Hannah Jennings presented a poster at ELRIG Drug Discovery in London earlier this year. Her work looked at reducing plastic waste in the laboratory by using assay-ready cells for ion channel work. This was very successful, contributing to a reduction in our average laboratory turnaround time to 3.9 days. Although this is an average and varies depending on ion channel tested, we are very pleased that sustainability can have such a positive impact on the service we provide our clients.
Bethan Kelly, our industry placement student, is carrying out a project to reduce the use of fetal bovine serum (FBS) in cell culture. This would make our ion channel laboratory completely animal-product-free.
Both projects have helped the laboratory reduce consumables, which in part has helped offset some of the higher costs that are currently being felt everywhere.
Here they describe the work of both projects.
Making Sustainability an Integral Part of Everyday Lab Work
As an environmentally conscious company, we are always looking for ways to make sustainability an integral part of everyday lab work and to reduce plastic waste where we can. Each year the consumables and equipment required for day-to-day cell culture generate excessive plastic waste, which cannot be reused or recycled. Work in ion channel screening means that our lab relies heavily on single-use plastics in day-to-day operations.
It was estimated that up until 2022, each month our cell culture department would generate an average of 80kg of consumables and plastic waste, most of which cannot be recycled due to contamination.
Assay Ready Cells
The use of assay-ready cells in place of continued cell culture has been known to save time and reduce the amount of plastic waste generated, compared with traditional cell culture methods. These are cells frozen at high viability, making them fit for drug safety screening, and can be used in patch-clamp assays directly after thawing without culture or passage.

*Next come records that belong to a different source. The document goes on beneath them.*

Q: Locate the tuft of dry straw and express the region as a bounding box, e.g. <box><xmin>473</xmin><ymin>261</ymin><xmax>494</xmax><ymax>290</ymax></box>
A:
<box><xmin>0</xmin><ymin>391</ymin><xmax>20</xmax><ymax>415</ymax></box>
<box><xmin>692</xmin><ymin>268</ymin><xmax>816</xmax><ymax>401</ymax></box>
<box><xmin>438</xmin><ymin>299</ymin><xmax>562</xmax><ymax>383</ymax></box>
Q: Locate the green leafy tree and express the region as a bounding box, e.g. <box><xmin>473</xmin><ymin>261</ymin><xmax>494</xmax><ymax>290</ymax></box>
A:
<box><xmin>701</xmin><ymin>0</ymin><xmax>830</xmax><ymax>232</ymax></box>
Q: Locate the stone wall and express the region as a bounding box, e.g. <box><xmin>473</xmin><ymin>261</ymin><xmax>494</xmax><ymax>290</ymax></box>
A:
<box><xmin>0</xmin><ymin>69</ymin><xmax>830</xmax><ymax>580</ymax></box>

Over the last 6 months, we have conducted a study where we generated assay-ready cell lines expressing NaV1.5, Ito, hERG and Kir2.1 and tested their performance on automated patch-clamp platforms. These cells were frozen and stored at high density and thawed immediately before assay, eliminating the need for prolonged culture. The assay-ready cells have shown excellent viability and functional activity comparable to cultured cells as determined by the similarity of concentration-response curves.
Reducing Turnaround Time
Additionally, this method has allowed us to streamline laboratory processes by saving time spent in cell culture, thus improving laboratory efficiency. In 2022, around 80% of hERG studies were reported in one week or less. Our average turnaround time was 3.9 business days from compound receipt to reporting. These steps have also minimised the amount of plastic and consumable waste generated from cell culture by ~50% over the last 6 months.
Following the success of this initial study we are pleased to say that expanded testing is ongoing to confirm reproducibility of highly functional assay ready cell lines, and to implement these methods across all cell lines, especially those for our CiPA panel, in use at ApconiX.
Reducing the Use of Fetal Bovine Serum
The success of the study has since inspired work on reducing the use of fetal bovine serum (FBS) in cell culture. FBS is a widely used component of cell culture media as it contains high amounts of nutrients and growth factors to support cell growth and proliferation. However, FBS raises ethical concerns. The lab is interested in making the change to serum-free media; this change will also address batch-to-batch variation providing the consistency needed for optimum patch clamping.
Since FBS is complex and undefined, a few weeks will be spent adapting the hERG cell line to serum-free media conditions and determining what supplements are required to maintain cell viability and protein expression. If successful, the same efforts will be applied to other cells lines used by ApconiX with the expectation that a serum-free and chemically defined media alternative can be developed. This will make the lab animal-product free, another step in the right direction towards sustainability.